Tencent Now More Valuable Than Facebook

While Alibaba and its charismatic founder tend to eat up a lot of the Western press when it comes to Chinese eCommerce and its national explosion, Tencent has quietly been growing an ever-larger and more global footprint — and a bigger valuation to go along with it.

The operator of China’s largest social network and gaming company, Tencent reported a big breakthrough last week with the announcement that it will be making its first extension outside of China with the coming-soon Malaysian debut of its WeChat ecosystem.

The expansion and the netting of an ePayment license in Malaysia for local transactions puts Tencent in more direction competition with the Alibaba Group as both firms push to grab up extra-China marketshare.

Tencent managed to become the first Asian firm to hit a market cap of $500 billion — and on Tuesday, it surpassed Facebook in market value.

“Malaysia is actually quite large in the sense that we have 20 million WeChat users, huge potential, and the market is quite warm towards internet products from China,” Tencent’s President Martin Lau said.

WeChat Pay and Alibaba’s Alipay currently dominate the Chinese payment landscape.
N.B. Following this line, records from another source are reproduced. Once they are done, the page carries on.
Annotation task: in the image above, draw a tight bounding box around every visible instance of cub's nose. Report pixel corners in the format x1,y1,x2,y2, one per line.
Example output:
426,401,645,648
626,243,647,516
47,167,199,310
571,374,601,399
Both are also looking to expand to the global stage — though thus far, that effort has mostly been about supporting Chinese consumers shopping and traveling abroad.

The expansion into local payment, services, however, is new and goes hand in hand with efforts on the part of both firms to expand their connections to local markets and local transactions. Alipay’s parent company Ant Financial has joint ventures in seven markets for local digital payments services.

Their goals remain different — Alipay is directly payments and transaction-generation focused, while Tencent is more directly concerned with increasing traffic on the WeChat network.

“We walk our own path at our own pace…and, to be honest, there is really quite a lot to do in China,” Lau said.